Meeting employees where they’re at and providing resources to help them navigate compliance requirements (particularly role-based compliance requirements) will lead to them making informed decisions rather than emotional judgments. If someone has a compliance question, ensure there is a way to get it answered quickly and expertly. Show employees you know how stressful the COVID-19 world and workplace can be, and show them you’re here to help.
A Pivot, But Also an Opportunity
The undeniable impact of COVID-19 on the American workplace will probably last years, even after things get back to “normal” and it’s relatively safe for employees to return to the office (which doesn’t appear to be happening anytime soon).

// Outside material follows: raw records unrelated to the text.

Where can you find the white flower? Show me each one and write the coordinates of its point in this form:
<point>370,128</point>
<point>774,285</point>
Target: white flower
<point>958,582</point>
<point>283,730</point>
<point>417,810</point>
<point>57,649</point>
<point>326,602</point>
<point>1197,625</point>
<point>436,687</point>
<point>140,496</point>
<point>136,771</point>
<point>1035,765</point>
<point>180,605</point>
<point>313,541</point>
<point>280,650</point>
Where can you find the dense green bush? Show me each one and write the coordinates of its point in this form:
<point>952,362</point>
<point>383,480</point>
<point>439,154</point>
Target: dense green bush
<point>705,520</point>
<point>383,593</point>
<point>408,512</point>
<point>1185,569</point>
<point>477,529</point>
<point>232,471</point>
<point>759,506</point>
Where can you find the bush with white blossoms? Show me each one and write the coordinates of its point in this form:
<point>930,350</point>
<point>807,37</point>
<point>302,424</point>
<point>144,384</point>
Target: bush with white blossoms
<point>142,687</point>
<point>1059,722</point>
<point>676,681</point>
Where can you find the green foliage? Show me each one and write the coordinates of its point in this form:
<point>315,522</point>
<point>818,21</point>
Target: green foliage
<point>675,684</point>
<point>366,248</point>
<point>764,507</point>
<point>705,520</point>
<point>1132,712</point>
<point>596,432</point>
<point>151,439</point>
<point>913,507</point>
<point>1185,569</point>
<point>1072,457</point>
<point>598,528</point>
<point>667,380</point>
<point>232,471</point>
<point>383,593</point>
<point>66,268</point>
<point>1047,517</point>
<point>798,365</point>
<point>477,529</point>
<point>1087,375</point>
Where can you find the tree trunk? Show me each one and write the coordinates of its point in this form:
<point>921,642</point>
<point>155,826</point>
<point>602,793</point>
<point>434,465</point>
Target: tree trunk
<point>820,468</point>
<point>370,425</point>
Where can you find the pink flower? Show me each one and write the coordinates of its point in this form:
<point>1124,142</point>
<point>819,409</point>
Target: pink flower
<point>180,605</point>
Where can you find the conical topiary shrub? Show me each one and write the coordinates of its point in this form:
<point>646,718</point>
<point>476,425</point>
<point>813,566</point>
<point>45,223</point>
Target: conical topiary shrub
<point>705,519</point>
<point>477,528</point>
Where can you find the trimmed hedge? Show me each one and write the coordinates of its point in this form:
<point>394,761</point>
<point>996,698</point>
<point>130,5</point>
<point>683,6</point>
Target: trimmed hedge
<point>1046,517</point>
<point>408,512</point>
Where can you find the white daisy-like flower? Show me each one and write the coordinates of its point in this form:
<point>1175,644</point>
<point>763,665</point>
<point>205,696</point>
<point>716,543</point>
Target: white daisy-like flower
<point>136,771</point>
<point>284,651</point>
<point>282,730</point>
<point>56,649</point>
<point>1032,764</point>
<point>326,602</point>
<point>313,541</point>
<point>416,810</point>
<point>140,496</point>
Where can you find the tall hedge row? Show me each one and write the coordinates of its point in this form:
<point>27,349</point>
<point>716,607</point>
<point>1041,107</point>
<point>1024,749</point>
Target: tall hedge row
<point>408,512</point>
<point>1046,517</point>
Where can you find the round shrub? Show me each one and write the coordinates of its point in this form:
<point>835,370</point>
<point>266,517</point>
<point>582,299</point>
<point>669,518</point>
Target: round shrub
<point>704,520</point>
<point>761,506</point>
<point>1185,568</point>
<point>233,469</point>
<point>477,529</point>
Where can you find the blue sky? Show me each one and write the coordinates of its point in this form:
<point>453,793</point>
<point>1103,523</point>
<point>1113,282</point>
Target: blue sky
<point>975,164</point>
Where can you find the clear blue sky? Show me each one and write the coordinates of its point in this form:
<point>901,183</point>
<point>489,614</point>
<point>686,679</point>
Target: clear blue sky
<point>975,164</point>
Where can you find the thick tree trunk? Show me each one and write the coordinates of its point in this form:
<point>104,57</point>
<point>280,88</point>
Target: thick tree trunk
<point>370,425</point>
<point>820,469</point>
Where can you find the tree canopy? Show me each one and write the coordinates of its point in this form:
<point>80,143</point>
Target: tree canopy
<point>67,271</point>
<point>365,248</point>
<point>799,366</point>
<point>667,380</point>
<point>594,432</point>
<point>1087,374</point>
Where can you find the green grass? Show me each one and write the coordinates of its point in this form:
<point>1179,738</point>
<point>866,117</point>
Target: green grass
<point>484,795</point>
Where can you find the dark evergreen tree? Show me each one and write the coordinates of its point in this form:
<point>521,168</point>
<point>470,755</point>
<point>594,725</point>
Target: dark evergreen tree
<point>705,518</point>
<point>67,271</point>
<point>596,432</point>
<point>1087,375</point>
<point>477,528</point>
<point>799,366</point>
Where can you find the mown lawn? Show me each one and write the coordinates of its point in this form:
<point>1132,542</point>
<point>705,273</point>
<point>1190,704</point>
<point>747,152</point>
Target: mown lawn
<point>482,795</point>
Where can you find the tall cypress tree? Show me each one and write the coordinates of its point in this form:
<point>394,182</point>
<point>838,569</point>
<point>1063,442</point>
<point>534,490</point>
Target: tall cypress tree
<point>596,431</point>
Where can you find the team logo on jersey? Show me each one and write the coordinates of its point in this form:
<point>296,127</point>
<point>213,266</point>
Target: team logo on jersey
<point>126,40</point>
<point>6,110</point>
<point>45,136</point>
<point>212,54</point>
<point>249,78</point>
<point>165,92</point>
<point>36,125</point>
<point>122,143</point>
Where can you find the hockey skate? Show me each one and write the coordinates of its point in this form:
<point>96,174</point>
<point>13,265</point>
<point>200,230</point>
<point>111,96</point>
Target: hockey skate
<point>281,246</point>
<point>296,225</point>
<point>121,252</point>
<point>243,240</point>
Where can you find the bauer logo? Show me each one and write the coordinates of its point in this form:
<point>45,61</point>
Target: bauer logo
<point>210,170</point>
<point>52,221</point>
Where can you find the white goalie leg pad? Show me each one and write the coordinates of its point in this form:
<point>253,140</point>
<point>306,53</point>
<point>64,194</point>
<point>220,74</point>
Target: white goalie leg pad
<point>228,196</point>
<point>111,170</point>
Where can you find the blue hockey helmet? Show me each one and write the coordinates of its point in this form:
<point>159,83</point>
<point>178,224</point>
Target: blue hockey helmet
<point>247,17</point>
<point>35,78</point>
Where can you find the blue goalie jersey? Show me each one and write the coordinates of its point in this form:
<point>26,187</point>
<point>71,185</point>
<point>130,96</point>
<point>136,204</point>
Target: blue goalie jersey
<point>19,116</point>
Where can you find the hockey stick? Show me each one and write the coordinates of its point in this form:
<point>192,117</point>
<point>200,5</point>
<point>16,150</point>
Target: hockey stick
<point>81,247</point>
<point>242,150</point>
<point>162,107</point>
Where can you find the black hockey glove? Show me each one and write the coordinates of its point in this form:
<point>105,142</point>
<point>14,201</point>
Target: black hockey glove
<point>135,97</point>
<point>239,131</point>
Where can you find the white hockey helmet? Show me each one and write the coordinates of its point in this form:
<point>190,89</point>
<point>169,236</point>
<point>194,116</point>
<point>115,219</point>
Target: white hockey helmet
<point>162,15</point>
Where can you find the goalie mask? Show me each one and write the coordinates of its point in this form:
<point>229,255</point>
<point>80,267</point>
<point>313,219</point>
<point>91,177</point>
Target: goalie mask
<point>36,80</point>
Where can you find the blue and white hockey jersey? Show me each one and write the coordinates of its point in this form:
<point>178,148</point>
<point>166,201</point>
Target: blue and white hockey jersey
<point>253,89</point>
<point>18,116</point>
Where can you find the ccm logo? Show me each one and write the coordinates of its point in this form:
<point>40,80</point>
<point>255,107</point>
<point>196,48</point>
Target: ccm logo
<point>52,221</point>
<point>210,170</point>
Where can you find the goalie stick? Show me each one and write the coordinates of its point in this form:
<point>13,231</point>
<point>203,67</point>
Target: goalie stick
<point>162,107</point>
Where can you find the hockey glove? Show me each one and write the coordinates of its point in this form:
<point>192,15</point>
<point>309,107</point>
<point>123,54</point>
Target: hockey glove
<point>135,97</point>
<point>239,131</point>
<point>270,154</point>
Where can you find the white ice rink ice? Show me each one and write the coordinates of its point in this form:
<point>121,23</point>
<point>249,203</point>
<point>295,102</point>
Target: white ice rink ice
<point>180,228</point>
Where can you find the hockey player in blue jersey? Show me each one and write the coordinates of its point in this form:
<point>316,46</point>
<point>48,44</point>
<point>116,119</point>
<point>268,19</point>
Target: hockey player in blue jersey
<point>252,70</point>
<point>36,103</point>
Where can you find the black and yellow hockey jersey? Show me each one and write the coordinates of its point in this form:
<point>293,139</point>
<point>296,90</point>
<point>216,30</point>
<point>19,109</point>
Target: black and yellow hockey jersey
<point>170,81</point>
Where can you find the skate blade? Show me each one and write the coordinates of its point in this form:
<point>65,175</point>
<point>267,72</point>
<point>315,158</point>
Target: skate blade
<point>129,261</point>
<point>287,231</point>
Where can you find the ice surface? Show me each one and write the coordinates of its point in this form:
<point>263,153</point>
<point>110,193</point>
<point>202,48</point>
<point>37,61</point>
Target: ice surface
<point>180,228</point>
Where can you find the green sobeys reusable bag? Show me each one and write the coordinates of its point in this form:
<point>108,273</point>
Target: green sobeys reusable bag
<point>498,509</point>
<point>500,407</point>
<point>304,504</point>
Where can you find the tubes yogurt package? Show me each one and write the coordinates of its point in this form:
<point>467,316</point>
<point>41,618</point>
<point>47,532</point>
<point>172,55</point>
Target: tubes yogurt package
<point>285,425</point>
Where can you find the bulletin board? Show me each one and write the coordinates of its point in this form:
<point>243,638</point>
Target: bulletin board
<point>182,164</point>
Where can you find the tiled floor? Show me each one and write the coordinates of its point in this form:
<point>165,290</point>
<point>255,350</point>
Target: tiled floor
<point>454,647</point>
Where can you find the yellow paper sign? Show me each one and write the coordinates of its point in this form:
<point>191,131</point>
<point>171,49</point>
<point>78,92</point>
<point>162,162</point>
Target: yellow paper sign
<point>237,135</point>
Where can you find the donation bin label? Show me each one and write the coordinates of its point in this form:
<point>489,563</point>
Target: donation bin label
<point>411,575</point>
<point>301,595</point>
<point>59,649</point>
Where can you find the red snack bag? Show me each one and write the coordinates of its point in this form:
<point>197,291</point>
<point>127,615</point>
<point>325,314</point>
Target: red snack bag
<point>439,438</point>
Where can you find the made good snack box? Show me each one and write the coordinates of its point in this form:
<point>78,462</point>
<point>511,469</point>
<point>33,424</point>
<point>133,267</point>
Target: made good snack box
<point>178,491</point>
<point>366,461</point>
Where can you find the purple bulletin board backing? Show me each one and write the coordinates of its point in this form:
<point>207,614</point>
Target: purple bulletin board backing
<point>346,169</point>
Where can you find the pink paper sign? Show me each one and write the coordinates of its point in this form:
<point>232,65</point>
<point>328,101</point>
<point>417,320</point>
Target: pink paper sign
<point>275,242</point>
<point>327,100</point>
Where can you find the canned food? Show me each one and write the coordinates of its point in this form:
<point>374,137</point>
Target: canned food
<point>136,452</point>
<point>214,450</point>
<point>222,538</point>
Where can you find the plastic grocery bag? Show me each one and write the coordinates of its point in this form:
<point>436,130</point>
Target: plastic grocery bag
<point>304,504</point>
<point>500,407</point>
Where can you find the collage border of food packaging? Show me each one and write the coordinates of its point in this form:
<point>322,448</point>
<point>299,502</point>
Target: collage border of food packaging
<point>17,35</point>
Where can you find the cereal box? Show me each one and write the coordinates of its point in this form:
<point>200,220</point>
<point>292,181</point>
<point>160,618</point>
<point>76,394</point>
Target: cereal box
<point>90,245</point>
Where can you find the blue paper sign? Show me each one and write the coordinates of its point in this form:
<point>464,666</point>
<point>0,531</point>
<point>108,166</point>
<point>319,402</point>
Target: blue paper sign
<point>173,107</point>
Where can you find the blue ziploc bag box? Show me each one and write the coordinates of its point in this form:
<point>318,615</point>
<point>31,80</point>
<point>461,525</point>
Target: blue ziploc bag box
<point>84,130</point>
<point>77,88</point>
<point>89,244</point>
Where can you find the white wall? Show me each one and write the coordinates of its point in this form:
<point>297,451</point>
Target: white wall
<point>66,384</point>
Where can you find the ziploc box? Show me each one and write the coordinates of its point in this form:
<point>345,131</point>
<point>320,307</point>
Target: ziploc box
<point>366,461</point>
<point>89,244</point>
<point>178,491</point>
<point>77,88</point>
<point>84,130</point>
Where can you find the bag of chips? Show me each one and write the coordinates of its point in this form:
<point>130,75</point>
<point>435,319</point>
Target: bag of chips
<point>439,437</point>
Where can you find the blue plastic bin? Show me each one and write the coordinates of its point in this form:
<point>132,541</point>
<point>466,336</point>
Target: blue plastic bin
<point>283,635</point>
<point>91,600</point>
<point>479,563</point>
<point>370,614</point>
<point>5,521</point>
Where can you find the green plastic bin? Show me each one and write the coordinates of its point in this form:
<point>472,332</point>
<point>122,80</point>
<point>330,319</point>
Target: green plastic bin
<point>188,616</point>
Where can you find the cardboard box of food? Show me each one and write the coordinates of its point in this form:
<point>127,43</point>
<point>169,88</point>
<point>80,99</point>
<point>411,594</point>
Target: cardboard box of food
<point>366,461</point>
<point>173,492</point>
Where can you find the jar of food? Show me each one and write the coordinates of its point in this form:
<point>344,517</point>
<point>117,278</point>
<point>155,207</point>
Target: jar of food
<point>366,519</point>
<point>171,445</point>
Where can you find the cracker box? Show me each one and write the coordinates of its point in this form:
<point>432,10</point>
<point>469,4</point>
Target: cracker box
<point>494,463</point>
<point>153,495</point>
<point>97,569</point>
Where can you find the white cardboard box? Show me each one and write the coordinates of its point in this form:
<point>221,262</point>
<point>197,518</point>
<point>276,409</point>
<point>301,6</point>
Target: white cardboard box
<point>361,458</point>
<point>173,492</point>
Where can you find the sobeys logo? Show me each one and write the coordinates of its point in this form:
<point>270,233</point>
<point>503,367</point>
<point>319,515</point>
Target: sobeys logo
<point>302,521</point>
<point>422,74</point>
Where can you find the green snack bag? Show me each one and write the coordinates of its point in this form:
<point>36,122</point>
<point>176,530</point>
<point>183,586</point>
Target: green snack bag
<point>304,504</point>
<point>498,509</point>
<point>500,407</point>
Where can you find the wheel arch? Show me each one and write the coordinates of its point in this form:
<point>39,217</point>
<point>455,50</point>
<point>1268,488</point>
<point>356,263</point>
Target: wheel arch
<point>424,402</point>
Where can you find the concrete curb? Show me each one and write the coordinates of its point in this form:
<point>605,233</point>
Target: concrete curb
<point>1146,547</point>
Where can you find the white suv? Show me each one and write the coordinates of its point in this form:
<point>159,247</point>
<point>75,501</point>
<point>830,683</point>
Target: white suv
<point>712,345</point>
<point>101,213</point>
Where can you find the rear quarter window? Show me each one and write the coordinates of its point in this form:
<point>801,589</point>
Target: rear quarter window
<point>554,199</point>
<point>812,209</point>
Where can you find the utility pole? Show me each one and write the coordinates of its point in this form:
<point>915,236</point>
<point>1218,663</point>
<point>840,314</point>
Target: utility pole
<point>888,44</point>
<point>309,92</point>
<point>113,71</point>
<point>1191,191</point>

Companies may discover that a remote workforce is a more economical option — this is already starting to happen — or that virtual onboarding makes more sense than traditional onboarding.
In this way, revamping onboarding and virtual training offers an opportunity to shape and improve compliance processes in the future. Is the three-hour video that HR shows really the best way to onboard an employee? Does handing new hires a thick binder containing the organization’s code of conduct effectively set expectations? If the previous normal wasn’t working, pandemic-driven changes can become the new normal — even when the pandemic finally ends.
A fresher e-learning approach awaits organizations that react to the short-term crisis with a long-term compliance plan. Instead of thinking about compliance training during onboarding as a one-time event, make it part of an ecosystem in which employees are learning and engaging all year. That will drive the culture of compliance that is proving to be so important in the current business environment.